Open MPI logo

Open MPI User's Mailing List Archives

  |   Home   |   Support   |   FAQ   |   all Open MPI User's mailing list

Subject: Re: [OMPI users] Problem with NFS + PVFS2 + OpenMPI
From: Robert Latham (robl_at_[hidden])
Date: 2008-05-29 15:41:56


On Thu, May 29, 2008 at 04:24:18PM -0300, Davi Vercillo C. Garcia wrote:
> Hi,
>
> I'm trying to run my program in my environment and some problems are
> happening. My environment is based on PVFS2 over NFS (PVFS is mounted
> over NFS partition), OpenMPI and Ubuntu. My program uses MPI-IO and
> BZ2 development libraries. When I tried to run, a message appears:
>
> File locking failed in ADIOI_Set_lock. If the file system is NFS, you
> need to use NFS version 3, ensure that the lockd daemon is running on
> all the machines, and mount the directory with the 'noac' option (no
> attribute caching).
> [campogrande05.dcc.ufrj.br:05005] MPI_ABORT invoked on rank 0 in
> communicator MPI_COMM_WORLD with errorcode 1
> mpiexec noticed that job rank 1 with PID 5008 on node campogrande04
> exited on signal 15 (Terminated).

Hi.

NFS has some pretty sloppy consistency semantics.
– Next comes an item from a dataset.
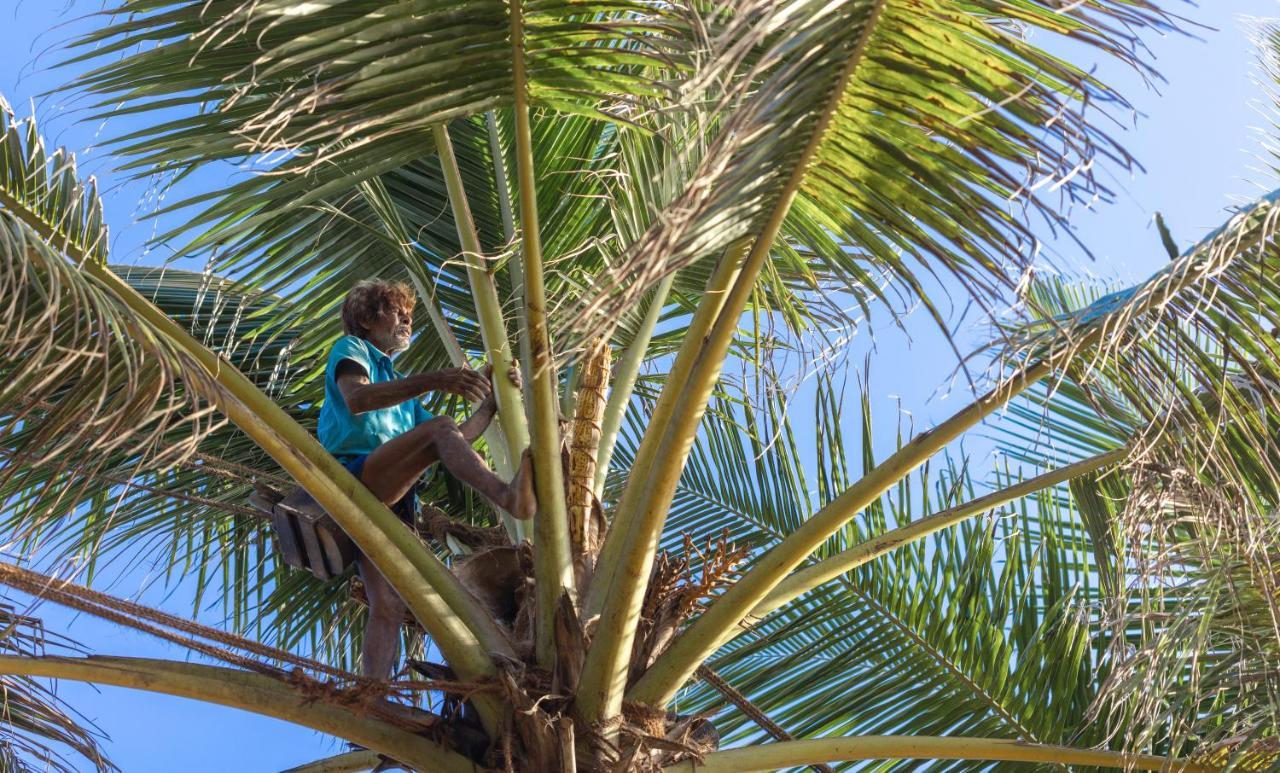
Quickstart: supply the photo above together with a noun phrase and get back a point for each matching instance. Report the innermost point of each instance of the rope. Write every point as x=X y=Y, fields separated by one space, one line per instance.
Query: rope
x=749 y=708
If you want
parallel I/O to NFS you have to turn off some caches (the 'noac'
option in your error message) and work pretty hard to flush
client-side caches (which ROMIO does for you using fcntl locks). If
you do this, note that your performance will be really bad, but you'll
get correct results.

Your nfs-exported PVFS volumes will give you pretty decent serial i/o
performance since NFS caching only helps in that case.

I'd suggest, though, that you try using straight PVFS for your MPI-IO
application, as long as the parallell clients have access to all of
the pvfs servers (if tools like pvfs2-ping and pvfs2-ls work, then you
do). You'll get better performance for a variety of reasons and can
continue to keep your NFS-exported PVFS volumes up at the same time.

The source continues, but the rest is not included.